Era nella mia natura chiudermi a chiave in bagno, anche quando stavo solo a casa mia. Il fatto di dover cambiare questa mia abitudine ricordandomi della richiesta esplicita del mio compagno di giochi era qualcosa certamente intrigante, ma quale sarebbe stato il risultato finale?
Il cielo si fece cupo sopra di me. Il clima sembrava impazzito.
Pochi minuti dopo Cristian entrò in bagno senza bussare e mi fissò.
Io ricambiai lo sguardo.
“Stavi cercando la chiave, vero?” disse con tono quasi ammonitore.
“Si... è un’abitudine. Ma non è così importante adesso” replicai io, già infastidita da quell’atteggiamento così simile a quello di Guido.
“Meno male, perché questo è il bagno di servizio che uso solo io e spesso mi capita di doverci andare tempestivamente, per questo ho tolto la chiave.”
“Devi andare in bagno...?”
“Eh si. Ti dispiace?”
“Si ok. Esco subito.” risposi io.
Lui sbuffò. “Non ho intenzione di farti interrompere quello che stavi facendo! Finisci di lavarti le mani e non ti preoccupare...”
“Ma cosa dici? Non ci sono problemi per me...!” risposi io, quasi offesa.
“E allora posso entrare, si?” chiese lui, impaziente.
“Entra...!” risposi io, esausta e abbastanza avvilita da quella discussione.
“Grazie.” Cristian entrò e si diresse verso il gabinetto.
Io uscii e chiusi la porta alle mie spalle. Era diventata davvero strana questa coincidenza. Qualcosa non quadrava.
Tornata a tavola da Guido gli chiesi spiegazioni e se per caso avesse fatto anche a Cristian quel discorso su cui si era fissato.
“Mi spieghi perché hai detto anche a lui questa faccenda del bagno?” gli chiesi.
“Semplice, Serena. Ti vedo intimorita. Ti vedo poco in sintonia. E' come se quello che ti ho chiesto di fare lo facessi per forza. Non lo sentissi naturale” disse lui.
Io andai su tutte le furie. Mi aveva proprio fatto incazzare.
“Ma che problema c'è se una preferisce stare in bagno da sola? Abbiamo già fatto di tutto. Un momento di privacy non è concesso?”
Lui mi guardò, stupito dal mio cambio di umore.
“Intanto calmati. Stiamo discutendo normalmente.” provò a dire.
“Ma io sono calma! Il fatto è che trovo questa storia abbastanza priva di senso...! Mi fai sentire parecchio inadeguata per qualcosa di inesistente.”

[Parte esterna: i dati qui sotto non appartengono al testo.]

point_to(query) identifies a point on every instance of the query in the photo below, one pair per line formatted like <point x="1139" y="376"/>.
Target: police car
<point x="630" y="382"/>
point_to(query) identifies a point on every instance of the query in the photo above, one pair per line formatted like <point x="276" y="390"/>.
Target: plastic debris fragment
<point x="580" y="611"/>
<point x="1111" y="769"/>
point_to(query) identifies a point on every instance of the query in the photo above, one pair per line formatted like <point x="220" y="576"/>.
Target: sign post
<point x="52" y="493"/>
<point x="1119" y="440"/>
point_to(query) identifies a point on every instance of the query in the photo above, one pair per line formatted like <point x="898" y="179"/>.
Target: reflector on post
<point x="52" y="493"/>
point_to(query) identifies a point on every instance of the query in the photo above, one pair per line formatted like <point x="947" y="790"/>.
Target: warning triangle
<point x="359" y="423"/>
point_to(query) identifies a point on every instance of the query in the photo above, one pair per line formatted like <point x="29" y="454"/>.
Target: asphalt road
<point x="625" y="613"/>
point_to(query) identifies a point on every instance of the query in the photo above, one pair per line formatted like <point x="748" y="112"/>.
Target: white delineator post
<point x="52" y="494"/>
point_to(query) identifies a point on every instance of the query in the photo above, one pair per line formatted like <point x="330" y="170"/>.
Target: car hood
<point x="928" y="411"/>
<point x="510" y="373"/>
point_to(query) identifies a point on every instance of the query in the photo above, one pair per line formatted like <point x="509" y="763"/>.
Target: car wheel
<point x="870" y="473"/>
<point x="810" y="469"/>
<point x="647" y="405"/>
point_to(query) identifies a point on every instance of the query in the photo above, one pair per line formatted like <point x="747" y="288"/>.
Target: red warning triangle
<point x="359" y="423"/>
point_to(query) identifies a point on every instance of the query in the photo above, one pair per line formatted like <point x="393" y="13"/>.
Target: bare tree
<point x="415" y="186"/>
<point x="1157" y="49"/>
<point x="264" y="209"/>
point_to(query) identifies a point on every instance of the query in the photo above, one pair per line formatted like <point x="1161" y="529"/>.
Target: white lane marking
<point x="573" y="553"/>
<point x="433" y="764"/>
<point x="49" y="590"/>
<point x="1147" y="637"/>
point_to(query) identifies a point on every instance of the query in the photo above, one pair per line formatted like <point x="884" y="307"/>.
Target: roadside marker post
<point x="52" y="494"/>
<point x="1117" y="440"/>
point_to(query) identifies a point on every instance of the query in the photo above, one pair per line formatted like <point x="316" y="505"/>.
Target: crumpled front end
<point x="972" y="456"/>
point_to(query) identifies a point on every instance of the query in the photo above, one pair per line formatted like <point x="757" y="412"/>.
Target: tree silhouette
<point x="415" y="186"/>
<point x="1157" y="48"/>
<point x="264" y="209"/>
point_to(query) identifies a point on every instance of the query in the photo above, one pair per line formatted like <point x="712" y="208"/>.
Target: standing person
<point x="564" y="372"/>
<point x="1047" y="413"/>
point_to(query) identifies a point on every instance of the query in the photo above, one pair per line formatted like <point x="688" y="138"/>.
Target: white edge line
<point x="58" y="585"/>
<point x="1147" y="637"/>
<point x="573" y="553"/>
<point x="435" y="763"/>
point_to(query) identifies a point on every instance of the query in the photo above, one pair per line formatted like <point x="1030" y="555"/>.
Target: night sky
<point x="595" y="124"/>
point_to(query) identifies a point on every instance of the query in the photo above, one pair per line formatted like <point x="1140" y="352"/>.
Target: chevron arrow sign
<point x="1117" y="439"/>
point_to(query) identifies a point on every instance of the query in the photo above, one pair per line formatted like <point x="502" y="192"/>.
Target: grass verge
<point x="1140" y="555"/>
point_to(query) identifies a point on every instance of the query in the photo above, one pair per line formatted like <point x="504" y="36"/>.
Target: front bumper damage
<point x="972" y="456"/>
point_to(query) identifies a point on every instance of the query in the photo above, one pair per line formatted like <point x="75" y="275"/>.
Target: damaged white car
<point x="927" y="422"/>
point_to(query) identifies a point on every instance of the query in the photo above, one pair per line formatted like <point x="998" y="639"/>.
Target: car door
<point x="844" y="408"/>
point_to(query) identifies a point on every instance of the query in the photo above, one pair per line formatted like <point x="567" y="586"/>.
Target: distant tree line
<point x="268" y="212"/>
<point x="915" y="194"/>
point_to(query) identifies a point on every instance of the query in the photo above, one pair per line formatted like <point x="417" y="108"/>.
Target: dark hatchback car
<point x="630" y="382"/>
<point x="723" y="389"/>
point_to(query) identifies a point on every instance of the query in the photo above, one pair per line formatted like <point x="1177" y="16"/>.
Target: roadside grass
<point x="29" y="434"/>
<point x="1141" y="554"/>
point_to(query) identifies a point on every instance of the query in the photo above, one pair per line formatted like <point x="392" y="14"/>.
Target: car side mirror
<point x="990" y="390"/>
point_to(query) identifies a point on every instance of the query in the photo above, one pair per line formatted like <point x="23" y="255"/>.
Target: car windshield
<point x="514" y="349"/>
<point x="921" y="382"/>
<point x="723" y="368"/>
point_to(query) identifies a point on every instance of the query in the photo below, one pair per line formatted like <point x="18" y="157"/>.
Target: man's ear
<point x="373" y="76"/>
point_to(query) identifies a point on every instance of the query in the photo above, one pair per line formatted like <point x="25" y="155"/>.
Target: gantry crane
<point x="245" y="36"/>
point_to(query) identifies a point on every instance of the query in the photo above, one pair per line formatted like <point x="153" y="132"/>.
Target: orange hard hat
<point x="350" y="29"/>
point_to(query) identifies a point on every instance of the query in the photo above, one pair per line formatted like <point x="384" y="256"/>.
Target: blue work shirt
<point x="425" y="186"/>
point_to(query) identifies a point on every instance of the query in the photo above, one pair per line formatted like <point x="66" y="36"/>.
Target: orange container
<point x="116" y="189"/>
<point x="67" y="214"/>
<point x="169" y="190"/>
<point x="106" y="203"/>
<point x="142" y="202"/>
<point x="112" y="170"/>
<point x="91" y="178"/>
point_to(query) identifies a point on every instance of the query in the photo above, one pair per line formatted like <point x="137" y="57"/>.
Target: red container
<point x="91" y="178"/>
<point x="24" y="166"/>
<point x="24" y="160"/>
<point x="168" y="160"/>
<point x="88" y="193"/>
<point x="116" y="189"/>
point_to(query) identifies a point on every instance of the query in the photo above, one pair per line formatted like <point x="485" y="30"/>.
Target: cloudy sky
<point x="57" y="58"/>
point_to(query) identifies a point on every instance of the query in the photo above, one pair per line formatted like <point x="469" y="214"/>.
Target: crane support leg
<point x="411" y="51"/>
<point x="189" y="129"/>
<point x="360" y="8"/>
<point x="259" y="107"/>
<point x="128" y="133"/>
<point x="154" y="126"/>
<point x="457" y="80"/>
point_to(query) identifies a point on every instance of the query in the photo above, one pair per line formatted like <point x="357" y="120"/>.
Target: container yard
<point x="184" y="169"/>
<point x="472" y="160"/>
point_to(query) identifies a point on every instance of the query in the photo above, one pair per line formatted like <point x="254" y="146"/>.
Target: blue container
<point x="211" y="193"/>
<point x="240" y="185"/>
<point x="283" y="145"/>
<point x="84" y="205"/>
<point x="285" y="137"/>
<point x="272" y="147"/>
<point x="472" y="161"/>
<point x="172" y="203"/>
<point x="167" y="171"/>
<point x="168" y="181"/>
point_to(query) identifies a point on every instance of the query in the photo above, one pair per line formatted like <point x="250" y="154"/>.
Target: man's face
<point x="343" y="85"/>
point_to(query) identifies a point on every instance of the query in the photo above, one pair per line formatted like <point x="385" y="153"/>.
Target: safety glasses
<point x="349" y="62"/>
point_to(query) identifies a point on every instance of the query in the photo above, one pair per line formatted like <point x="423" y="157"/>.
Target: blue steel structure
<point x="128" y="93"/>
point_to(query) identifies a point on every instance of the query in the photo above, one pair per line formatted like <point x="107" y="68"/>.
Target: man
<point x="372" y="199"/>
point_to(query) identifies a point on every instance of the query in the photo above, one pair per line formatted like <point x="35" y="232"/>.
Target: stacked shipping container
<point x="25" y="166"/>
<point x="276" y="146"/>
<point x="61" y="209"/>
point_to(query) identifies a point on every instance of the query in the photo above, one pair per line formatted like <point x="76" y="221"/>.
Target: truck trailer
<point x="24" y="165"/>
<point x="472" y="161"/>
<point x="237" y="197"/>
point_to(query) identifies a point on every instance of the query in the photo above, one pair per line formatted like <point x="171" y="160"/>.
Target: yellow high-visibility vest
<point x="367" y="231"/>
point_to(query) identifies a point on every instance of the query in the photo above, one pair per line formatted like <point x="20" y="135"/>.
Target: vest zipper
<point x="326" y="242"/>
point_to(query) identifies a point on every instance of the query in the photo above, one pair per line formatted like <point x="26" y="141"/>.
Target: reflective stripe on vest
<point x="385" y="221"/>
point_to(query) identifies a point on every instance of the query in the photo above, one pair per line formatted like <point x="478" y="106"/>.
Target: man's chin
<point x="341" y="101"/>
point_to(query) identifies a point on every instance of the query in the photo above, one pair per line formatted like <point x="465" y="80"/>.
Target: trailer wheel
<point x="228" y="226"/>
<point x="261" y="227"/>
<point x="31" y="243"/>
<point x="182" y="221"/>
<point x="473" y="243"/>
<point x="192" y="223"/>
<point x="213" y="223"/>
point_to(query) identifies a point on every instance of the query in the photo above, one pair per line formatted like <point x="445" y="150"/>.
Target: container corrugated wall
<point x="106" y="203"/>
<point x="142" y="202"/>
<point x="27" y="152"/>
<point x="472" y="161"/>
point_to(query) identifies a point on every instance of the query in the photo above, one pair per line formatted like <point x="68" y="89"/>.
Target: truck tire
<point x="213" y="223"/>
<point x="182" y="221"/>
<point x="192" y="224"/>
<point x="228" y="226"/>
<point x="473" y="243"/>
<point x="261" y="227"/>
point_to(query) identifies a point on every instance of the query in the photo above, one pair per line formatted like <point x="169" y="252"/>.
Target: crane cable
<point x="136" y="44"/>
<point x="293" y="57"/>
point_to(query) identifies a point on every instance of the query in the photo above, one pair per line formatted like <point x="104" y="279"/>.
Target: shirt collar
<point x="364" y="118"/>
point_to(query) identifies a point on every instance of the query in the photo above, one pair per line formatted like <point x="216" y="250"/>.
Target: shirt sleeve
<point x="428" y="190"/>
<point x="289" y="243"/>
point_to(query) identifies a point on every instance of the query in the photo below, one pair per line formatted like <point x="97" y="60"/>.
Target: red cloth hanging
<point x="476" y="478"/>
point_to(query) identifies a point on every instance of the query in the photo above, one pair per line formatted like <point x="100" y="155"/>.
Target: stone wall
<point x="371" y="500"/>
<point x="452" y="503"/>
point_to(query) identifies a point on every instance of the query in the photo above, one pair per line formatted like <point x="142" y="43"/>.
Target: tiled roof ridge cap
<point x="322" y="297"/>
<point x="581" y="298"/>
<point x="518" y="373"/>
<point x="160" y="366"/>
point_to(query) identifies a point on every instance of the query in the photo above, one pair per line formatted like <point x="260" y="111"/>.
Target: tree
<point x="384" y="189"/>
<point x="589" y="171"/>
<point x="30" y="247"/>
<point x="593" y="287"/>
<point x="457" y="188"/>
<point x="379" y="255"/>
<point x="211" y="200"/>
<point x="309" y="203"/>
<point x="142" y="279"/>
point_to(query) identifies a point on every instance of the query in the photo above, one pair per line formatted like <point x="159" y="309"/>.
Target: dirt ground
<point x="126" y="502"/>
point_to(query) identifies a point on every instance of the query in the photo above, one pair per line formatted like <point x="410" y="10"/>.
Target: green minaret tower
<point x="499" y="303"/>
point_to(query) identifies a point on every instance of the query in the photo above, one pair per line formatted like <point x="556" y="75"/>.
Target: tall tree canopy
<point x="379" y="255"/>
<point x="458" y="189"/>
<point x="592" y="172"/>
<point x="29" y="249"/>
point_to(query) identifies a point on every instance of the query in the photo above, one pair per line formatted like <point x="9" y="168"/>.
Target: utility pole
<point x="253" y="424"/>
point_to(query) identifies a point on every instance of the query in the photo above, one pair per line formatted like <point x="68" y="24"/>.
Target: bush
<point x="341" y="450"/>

Guido mi guardò intensamente, capì d'aver esagerato, si morse il labbro poi continuò.
“Perdonami. Io ci tengo molto a questo gioco. Scusami se hai interpretato male. Quello che voglio è che tu ti senta assolutamente libera in mia presenza... e ora anche in presenza di Cristian che come hai visto è un tipo a posto, soltanto questo. Ho come avuto l'impressione che tu facessi quelle cose solo per fare contento me. Chiuditi pure a chiave se vuoi. Non ti voglio forzare.”
Voleva che mi aprissi a lui in tutto e per tutto, senza lucchetti, senza serrature e io manifestavo insofferenza.
In fondo, quello che stava facendo non era altro che un test per vedere fino a quanto ero disposta a dargli fiducia e affidarmi al suo gioco, dovevo rifletterci meglio.